4 Surprising Triggers for Rheumatoid Arthritis

4 Surprising Triggers for Rheumatoid Arthritis

If you drink milk, eat burgers, smoke or go through menopause, you could be on the risk list.

Arthritis affects nearly 40 million people in the U.S, including over 25 million children. Of these people, about 2.1 million have rheumatoid arthritis, something that’s a long term autoimmune disorder that attacks the joints. It can be a difficult illness that causes much discomfort, and scientists are continuing to study it.

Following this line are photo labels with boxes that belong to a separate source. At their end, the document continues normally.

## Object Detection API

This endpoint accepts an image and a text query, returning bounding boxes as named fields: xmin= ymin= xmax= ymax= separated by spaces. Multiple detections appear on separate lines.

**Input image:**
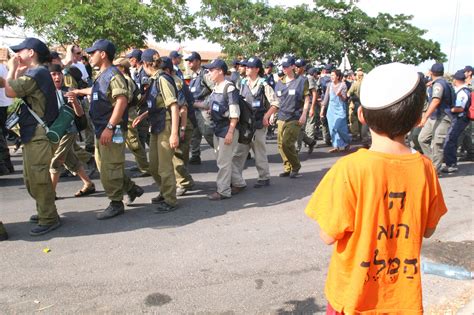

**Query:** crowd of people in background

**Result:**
xmin=0 ymin=38 xmax=474 ymax=239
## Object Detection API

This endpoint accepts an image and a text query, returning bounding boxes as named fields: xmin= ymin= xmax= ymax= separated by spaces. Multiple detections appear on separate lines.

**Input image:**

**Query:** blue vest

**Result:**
xmin=89 ymin=66 xmax=128 ymax=138
xmin=240 ymin=78 xmax=267 ymax=129
xmin=275 ymin=76 xmax=306 ymax=121
xmin=146 ymin=72 xmax=178 ymax=135
xmin=189 ymin=69 xmax=211 ymax=101
xmin=428 ymin=78 xmax=455 ymax=119
xmin=209 ymin=85 xmax=230 ymax=138
xmin=18 ymin=66 xmax=59 ymax=143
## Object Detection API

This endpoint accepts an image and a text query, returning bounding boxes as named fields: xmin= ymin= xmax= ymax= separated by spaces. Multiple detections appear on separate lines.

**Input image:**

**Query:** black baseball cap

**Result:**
xmin=141 ymin=48 xmax=160 ymax=62
xmin=203 ymin=59 xmax=227 ymax=73
xmin=265 ymin=60 xmax=275 ymax=68
xmin=85 ymin=39 xmax=117 ymax=58
xmin=295 ymin=58 xmax=306 ymax=68
xmin=125 ymin=49 xmax=142 ymax=61
xmin=10 ymin=37 xmax=50 ymax=56
xmin=160 ymin=57 xmax=173 ymax=71
xmin=184 ymin=51 xmax=201 ymax=61
xmin=245 ymin=57 xmax=263 ymax=68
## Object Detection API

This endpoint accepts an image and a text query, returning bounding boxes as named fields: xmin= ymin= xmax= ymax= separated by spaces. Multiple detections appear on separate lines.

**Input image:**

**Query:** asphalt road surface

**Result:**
xmin=0 ymin=140 xmax=474 ymax=314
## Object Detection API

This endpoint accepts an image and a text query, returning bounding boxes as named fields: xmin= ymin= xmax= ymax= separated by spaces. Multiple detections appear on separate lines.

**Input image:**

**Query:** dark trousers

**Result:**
xmin=443 ymin=116 xmax=469 ymax=166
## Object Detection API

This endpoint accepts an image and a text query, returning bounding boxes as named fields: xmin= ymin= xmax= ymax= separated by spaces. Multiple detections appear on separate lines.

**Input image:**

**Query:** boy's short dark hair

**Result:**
xmin=362 ymin=73 xmax=426 ymax=139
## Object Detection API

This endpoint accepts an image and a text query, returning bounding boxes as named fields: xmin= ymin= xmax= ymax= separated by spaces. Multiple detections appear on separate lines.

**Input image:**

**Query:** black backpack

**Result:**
xmin=224 ymin=83 xmax=256 ymax=144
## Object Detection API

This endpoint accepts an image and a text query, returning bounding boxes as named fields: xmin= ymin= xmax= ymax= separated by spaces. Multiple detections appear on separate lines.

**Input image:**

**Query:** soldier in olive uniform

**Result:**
xmin=76 ymin=39 xmax=143 ymax=220
xmin=114 ymin=58 xmax=151 ymax=177
xmin=133 ymin=49 xmax=179 ymax=213
xmin=0 ymin=38 xmax=61 ymax=236
xmin=160 ymin=57 xmax=197 ymax=196
xmin=275 ymin=56 xmax=309 ymax=178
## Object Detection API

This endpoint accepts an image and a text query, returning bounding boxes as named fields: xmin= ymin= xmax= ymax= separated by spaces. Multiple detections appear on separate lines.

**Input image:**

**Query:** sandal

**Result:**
xmin=74 ymin=184 xmax=95 ymax=197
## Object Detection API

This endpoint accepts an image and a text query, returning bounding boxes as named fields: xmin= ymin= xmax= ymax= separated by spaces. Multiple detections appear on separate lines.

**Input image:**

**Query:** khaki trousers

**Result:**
xmin=23 ymin=125 xmax=58 ymax=225
xmin=232 ymin=127 xmax=270 ymax=187
xmin=418 ymin=115 xmax=451 ymax=171
xmin=173 ymin=120 xmax=194 ymax=188
xmin=214 ymin=129 xmax=242 ymax=197
xmin=49 ymin=133 xmax=81 ymax=175
xmin=277 ymin=120 xmax=301 ymax=172
xmin=150 ymin=120 xmax=177 ymax=206
xmin=125 ymin=107 xmax=149 ymax=173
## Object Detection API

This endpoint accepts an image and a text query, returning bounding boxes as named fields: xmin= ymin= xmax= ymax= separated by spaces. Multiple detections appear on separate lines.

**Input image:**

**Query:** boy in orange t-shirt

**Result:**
xmin=305 ymin=63 xmax=447 ymax=314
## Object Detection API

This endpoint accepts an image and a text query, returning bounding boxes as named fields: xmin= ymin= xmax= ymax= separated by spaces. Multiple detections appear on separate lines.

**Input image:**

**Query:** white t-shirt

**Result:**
xmin=71 ymin=62 xmax=89 ymax=82
xmin=0 ymin=63 xmax=13 ymax=107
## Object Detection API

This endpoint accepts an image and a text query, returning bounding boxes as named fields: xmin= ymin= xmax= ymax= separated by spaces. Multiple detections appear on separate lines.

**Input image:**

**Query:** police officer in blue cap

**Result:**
xmin=77 ymin=39 xmax=144 ymax=220
xmin=169 ymin=50 xmax=184 ymax=82
xmin=418 ymin=63 xmax=455 ymax=172
xmin=184 ymin=51 xmax=214 ymax=164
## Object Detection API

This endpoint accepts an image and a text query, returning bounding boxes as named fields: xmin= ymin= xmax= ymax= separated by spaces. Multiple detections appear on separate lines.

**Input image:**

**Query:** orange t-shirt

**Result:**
xmin=305 ymin=149 xmax=447 ymax=314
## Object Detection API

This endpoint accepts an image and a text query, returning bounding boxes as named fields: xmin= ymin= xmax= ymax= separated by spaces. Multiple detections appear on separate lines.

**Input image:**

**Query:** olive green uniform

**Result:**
xmin=124 ymin=75 xmax=149 ymax=173
xmin=277 ymin=76 xmax=309 ymax=173
xmin=95 ymin=74 xmax=135 ymax=201
xmin=9 ymin=76 xmax=59 ymax=225
xmin=173 ymin=75 xmax=194 ymax=189
xmin=150 ymin=71 xmax=177 ymax=206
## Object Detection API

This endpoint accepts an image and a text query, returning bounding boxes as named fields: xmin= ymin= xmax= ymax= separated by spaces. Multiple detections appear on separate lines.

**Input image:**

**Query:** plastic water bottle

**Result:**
xmin=421 ymin=262 xmax=474 ymax=280
xmin=112 ymin=125 xmax=123 ymax=143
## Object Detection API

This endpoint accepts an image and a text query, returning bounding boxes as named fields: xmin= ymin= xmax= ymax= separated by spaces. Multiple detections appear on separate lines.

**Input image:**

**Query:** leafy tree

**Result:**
xmin=0 ymin=0 xmax=20 ymax=28
xmin=198 ymin=0 xmax=446 ymax=70
xmin=7 ymin=0 xmax=195 ymax=51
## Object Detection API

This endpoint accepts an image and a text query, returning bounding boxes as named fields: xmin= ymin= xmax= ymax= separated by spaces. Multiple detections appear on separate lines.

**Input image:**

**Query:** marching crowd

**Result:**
xmin=0 ymin=38 xmax=474 ymax=239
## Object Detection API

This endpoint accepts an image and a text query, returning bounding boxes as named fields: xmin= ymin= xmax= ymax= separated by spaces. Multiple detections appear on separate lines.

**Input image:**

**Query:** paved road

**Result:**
xmin=0 ymin=141 xmax=474 ymax=314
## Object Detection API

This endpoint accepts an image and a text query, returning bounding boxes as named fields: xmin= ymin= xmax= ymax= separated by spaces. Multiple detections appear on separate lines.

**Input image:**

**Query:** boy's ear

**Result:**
xmin=357 ymin=106 xmax=367 ymax=125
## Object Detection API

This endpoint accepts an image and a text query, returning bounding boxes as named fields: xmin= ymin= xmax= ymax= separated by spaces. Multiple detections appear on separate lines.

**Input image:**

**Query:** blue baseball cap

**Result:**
xmin=453 ymin=69 xmax=466 ymax=81
xmin=85 ymin=39 xmax=116 ymax=58
xmin=10 ymin=37 xmax=50 ymax=56
xmin=141 ymin=48 xmax=160 ymax=62
xmin=184 ymin=51 xmax=201 ymax=61
xmin=125 ymin=49 xmax=142 ymax=61
xmin=431 ymin=63 xmax=444 ymax=73
xmin=295 ymin=58 xmax=306 ymax=68
xmin=245 ymin=57 xmax=263 ymax=68
xmin=203 ymin=59 xmax=227 ymax=73
xmin=160 ymin=57 xmax=173 ymax=71
xmin=169 ymin=50 xmax=183 ymax=58
xmin=281 ymin=56 xmax=295 ymax=68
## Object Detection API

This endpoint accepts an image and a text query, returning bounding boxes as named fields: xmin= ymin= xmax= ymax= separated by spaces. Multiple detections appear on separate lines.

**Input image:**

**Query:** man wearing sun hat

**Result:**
xmin=418 ymin=63 xmax=454 ymax=172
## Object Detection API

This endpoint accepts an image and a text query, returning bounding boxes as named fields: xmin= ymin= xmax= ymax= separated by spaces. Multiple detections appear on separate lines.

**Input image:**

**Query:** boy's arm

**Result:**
xmin=423 ymin=228 xmax=436 ymax=238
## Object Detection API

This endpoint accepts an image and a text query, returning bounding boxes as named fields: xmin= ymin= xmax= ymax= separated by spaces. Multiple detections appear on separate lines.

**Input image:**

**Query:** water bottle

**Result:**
xmin=112 ymin=125 xmax=123 ymax=143
xmin=421 ymin=262 xmax=474 ymax=280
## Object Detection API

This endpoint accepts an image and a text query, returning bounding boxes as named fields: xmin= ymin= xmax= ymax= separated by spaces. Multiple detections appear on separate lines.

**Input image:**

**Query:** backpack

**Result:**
xmin=224 ymin=83 xmax=256 ymax=144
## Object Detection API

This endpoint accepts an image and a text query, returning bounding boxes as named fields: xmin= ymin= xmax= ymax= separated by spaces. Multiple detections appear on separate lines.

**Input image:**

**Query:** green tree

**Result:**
xmin=0 ymin=0 xmax=20 ymax=28
xmin=12 ymin=0 xmax=195 ymax=51
xmin=198 ymin=0 xmax=446 ymax=70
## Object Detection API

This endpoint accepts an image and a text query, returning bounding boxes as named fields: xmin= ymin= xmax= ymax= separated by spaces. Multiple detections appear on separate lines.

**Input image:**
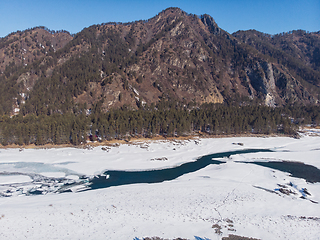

Here are four surprising things that can contribute to it:

1) Gut Bacteria

The scientists at the Mayo Clinic say that the bacteria found in your gut can cause, predict and also prevent arthritis. Apparently they’re so certain, they say doctors can test for the bacteria and predict the onset of the illness. It’s not clear exactly what we should be eating in order to prevent the disease, but our diet comes into play.

2) Menopause

 A study involving over 8000 women published in Rheumatology showed that women with rheumatoid arthritis suffer more following menopause.

Related: This is How Sugar Affects Your Skin

3) Smoke Exposure in Childhood

Scientists say that being exposed to second hand smoke while you’re growing up increases your risk of developing arthritis. Experts have long known that direct smoking can increase your chances of developing AR, but now they’ve gone this extra step.

4) Bacteria in Beef

According to a study done at the University of Central Florida, if you drink milk or eat beef, you could be increasing your risk of developing rheumatoid arthritis. Abacteria found in half the cows in the U.S known as MAP is the culprit. Time to go vegan!